Les débuts
Votre premier souvenir d’art vivant ?
Je devais avoir 11 ans, c’était Dom Juan de Molière au théâtre de Chartres. Je me souviens, quand, à la fin de la pièce, le personnage est amené aux enfers par le commandeur, il y avait de la pyrotechnie, du feu sur scène. Médée aussi, quelques mois plus tard. Je revois les mains de la comédienne pleines de sang. Le sang, le feu, cela avait laissé des souvenirs très vifs en moi !

Qu’est-ce qui vous a poussé à choisir cette voie ?
J’ai senti que ma vie était liée au théâtre à l’âge de huit ans. J’étais une petite fille très sage et inhibée. Il y avait un stage de théâtre proposé à l’école. Le metteur en scène qui intervenait nous a dit de choisir une émotion et de venir la jouer. J’ai choisi la colère. Je suis entrée en transe, d’un coup. Le plateau me permettait quelque chose que je ne connaissais pas… Je me suis retrouvée toute rouge, hurlant et frappant par terre.

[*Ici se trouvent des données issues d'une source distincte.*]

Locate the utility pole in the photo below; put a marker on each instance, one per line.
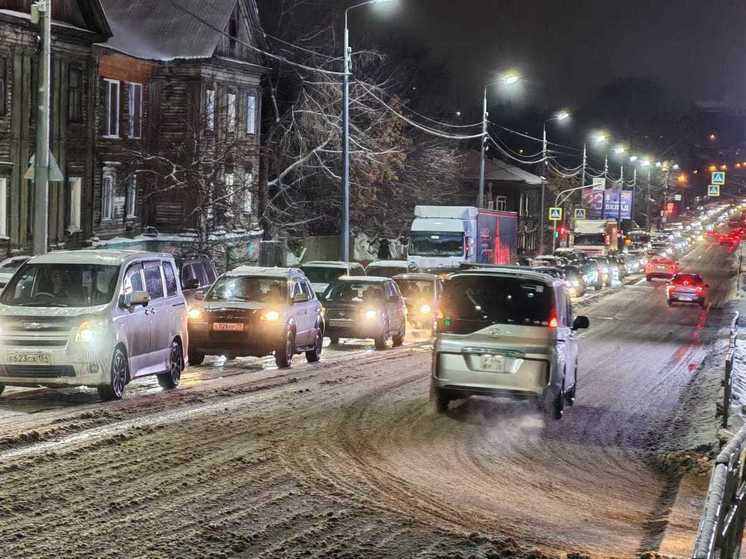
(543, 186)
(42, 12)
(480, 200)
(345, 240)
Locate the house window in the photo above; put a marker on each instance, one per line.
(135, 110)
(75, 184)
(107, 196)
(132, 197)
(229, 184)
(3, 207)
(248, 201)
(3, 86)
(233, 29)
(231, 112)
(210, 109)
(111, 126)
(251, 114)
(75, 95)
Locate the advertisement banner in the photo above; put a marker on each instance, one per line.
(611, 204)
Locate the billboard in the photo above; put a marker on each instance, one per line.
(604, 204)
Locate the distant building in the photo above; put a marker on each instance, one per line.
(508, 188)
(129, 78)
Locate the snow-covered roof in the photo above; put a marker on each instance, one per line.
(159, 30)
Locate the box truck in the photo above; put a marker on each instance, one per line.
(444, 237)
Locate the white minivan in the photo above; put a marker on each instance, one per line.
(96, 318)
(506, 332)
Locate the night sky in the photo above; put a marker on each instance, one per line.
(568, 49)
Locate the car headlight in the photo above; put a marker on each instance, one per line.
(89, 331)
(271, 316)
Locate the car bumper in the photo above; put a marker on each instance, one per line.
(58, 367)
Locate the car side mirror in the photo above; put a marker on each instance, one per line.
(135, 299)
(581, 323)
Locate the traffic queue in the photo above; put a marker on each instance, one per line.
(103, 318)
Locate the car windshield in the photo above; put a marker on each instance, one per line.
(249, 289)
(322, 274)
(353, 292)
(472, 302)
(384, 271)
(413, 289)
(61, 285)
(431, 243)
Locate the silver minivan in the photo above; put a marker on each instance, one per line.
(96, 318)
(506, 332)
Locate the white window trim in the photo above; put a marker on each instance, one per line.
(132, 86)
(108, 174)
(231, 112)
(109, 84)
(76, 194)
(4, 208)
(131, 196)
(251, 102)
(210, 109)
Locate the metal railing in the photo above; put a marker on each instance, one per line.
(723, 408)
(721, 527)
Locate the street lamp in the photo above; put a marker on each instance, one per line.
(511, 77)
(345, 240)
(559, 116)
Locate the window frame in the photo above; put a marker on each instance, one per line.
(75, 101)
(107, 195)
(134, 114)
(251, 107)
(108, 132)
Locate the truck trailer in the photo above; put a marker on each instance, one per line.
(445, 237)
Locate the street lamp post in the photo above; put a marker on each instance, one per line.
(345, 233)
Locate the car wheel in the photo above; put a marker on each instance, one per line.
(196, 357)
(118, 375)
(398, 340)
(439, 400)
(170, 380)
(284, 354)
(314, 355)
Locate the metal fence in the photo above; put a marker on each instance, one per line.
(721, 527)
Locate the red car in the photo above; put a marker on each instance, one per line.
(687, 288)
(661, 267)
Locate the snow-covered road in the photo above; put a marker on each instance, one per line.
(345, 459)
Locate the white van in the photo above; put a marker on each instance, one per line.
(509, 333)
(96, 318)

Le metteur en scène m’a dit : « toi, ce serait bien que tu fasses du théâtre ». Et depuis ça n’a pas quitté ma vie, ça m’a aidé à vivre.
Qu’est-ce qui vous a guidé vers cette spécialisation ?
D’abord, je voulais être comédienne… Mais j’avais aussi un rapport très fort à l’écriture, à la philo, à la littérature en général… À dix-huit ans, j’ai fait un stage de mise en scène avec Célie Pauthe. J’ai adoré guider mes camarades, encore plus que d’être moi guidée… Il y avait quelque chose à cette place-là, un peu dans l’ombre, dans l’endroit de passage entre les comédiens et l’écriture, où je me sentais à une place juste.

Racontez-nous le tout premier spectacle auquel vous avez participé ?
En tant que comédienne, c’était à quinze ans, dans le cours de théâtre de Ludovic Houvet. On avait monté Roberto Zucco cette année-là, dans une ancienne chapelle. Je jouais La Gamine. Jonathan Genet, qui est devenu un acteur génial avec lequel je travaille aujourd’hui, jouait Zucco. Le spectacle, mis en scène par notre prof, était vraiment beau, au-delà du plaisir que j’y avais pris. J’en ai un souvenir très fort.
En tant que metteuse en scène, c’était à vingt ans. Baptiste Dezerces, un autre camarade des cours de théâtre qui avait 17 ans et qui était extrêmement doué en tant que comédien, est venu me demander si je voulais le mettre en scène dans La Nuit juste avant les forêts (encore Koltés). J’ai dit oui direct. On a travaillé comme des fous, en répétant dans des parkings, dans les rues, où on pouvait… On a fini par monter un spectacle qui a eu sa vie, et on a créé notre première compagnie.
Passions et inspirations
Votre plus grand coup de cœur scénique ?
J’en ai plein et malheureusement, je ne vais pas pouvoir tout citer… Kean ou désordre et génie de Franz Castorf, Rwanda 94 du Groupov, la mise en scène de Hamlet par Arpad Shilling, Notre Terreur de Creuzevault, Ça ira fin de Louis de Joël Pommerat que j’ai vu dix fois… et en général le travail de Joël Pommerat qui m’inspire énormément… J’ai couru comme dans un rêve d’Igor Mendjisky. Et puis, Peter Brook…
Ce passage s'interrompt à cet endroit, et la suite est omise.